Friday 6 March 2015

Not a good sign for ‘resurgent’ India



Declining trends in quality of learning in elementary schools of rural India

Zakaria Siddiqui
 
In hustle bustle of ‘big’ political dramas like Budget, Elections, and the rise of communally motivated attacks we often forget our future generation. Every year during this time Annual Status of Education Report (ASER) Centre reminds us about status of education of our children. ASER 2014 released in January 2015 highlights that infrastructure gaps in schools have been closing successfully and India has achieved near universal enrollment (96%). This is a good news as it took many years for us to eventually reach that stage and now attention can now more fully be given to quality of learning.  ASER’s report once again highlights that children are not learning well in schools. In fact quality of learning has dwindled over time.


Reading ability in fact has seen a dip over time. Share of standard II students in rural government schools who cannot recognize even letters have risen from 13.4% to alarming level of 32.5% against the norm that children should able to read simple sentence by the end of standard II. Percentage of standard V children who can read standard II level text has continually declined though marginally since 2008 for both government and private schools. Of course this share is higher for private school but trend is very similar.At the exit point of elementary and compulsory education i.e. in standard VIII a quarter of all enrolled children still have difficulty in reading text that is appropriate for standard II  level.

Arithmetic ability is also experiencing a declining trend in Rural India. Share of standard II kids who can recognize numbers 1-9 have fallen from 86.6% in 2010 to 74.9% in 2014 in rural government schools. Private schools also show declining trend −from 94% to 91.8% for the same period.

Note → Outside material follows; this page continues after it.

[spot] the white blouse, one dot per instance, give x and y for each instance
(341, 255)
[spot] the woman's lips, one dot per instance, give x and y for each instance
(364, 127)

Percentage of standard V students in government schools who can do division successfully has declined 33.9% to 20.7% during above mentioned period. At exit point of elementary education also we see similar trend – percentage of standard VIII children who could do division fell from 68% (approx) to 44.1%.

I have had the opportunity work with testing tools which ASER uses in order to validate ASER results after properly training the surveyors. I would say that their results and our research results were not very different. Given that we accept the results from ASER it is quite depressing situation for rural India. Now who has to be blamed for this result?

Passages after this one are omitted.